I understand the dilemma. There are many sides to this. For instance. Two grown-ups are talking and one child takes something from another or gives them a little annoying tap or push. It's not meant to hurt and the child pushed or tapped is not crying. But they very loudly protest and interrupt the grown ups and I believe that's pretty much what the child that did the pushing or tapping meant to do.
I for one have a huge beef with people that allow kids to constantly interrupt. I think it's rude and that kids need to learn their place in the hierarchy of life. We give them so much of ourselves all day long. We cook for them, clean for them, change our lives and plans for them, entertain them, and create parties, experiences, and all kinds of nice scenarios for them. They sure as heck can learn NOT to interrup. And yet...how to teach a kid when it's right to do it? I tell them if someone is being really hurt... They are bleeding, crying, knocked down, or in pain, then a grown up needs to know NOW. We can't always be right there, and sometimes even when we are right there, stuff still happens.
If the child was scratched as in the skin is broken, then they NEED to tell the teacher NOW. That is not acceptable and I would not see it as one little scratch. Hurting someone is not allowed PERIOD. But, if it didn't break the skin, then maybe the other child was just trying to annoy him or get his attention or make him holler out. It's never too early for a child to learn that other children will try and get them into trouble.

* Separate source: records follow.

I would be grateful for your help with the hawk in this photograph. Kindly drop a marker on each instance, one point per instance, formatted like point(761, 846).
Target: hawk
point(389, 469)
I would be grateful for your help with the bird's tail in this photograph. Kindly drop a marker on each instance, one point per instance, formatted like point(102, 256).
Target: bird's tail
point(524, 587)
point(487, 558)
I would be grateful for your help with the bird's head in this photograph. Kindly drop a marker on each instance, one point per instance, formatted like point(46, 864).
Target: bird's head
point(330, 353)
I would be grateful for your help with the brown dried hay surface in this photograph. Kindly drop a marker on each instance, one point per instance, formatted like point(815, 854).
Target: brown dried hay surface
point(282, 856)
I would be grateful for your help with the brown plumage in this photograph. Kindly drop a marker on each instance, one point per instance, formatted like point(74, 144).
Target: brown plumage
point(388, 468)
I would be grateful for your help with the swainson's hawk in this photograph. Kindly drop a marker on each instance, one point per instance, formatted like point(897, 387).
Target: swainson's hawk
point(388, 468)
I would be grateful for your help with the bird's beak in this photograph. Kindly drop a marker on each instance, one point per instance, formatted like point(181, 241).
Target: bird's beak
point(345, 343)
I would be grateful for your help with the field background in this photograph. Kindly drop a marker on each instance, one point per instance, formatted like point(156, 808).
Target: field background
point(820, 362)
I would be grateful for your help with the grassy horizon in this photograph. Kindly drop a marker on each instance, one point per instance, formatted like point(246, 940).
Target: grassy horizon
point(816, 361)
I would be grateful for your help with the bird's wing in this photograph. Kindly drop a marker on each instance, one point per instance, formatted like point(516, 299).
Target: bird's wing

In my world of 24 hour daycare, this subject is very difficult for me. I want to instill good morals and ethics into these children. I have one child that is TERRIBLE about tattling. He will do all sorts of mean and bullyish things to the other kids. He gets put in time out for it and is often made to play by himself for periods of time because of the way he treats people. He's also destructive and his mother and I have been working hard on training this out of him. AND YET...this child that is the king of sneaking will get out of his own time out to come and tattle on some other child for sneaking or even if he just thinks they are. He will tell in a hot second when another child is doing something, anything at all that he feels is against the rules. Sometimes it's not even really anything bad the child is doing. He just hopes to get them into trouble.
These are the kinds of things I talk a lot about with my kids. I think parents should talk about all kinds of scenarios with their children and the teachers at school should too.
I don't think it's really about teaching children that they should keep each others secrets out of solidarity. It's more an annoying thing for the grown ups. We get annoyed because it can take a big chunk out of our day if they start the constant tattling on each other. It's a game they play to try and get each other into trouble and we know it. So it annoys us. We need to be very CAREFUL. We don't want children to keep their mouths shut all the time. When they are in the older grades it could be about something serious like some girl is making herself throw up or someone else is threatning to bring a gun to school.
Sorry...I don't have an easy answer. TALK, TALK, and TALK some more with kids about this subject. It could be life or death.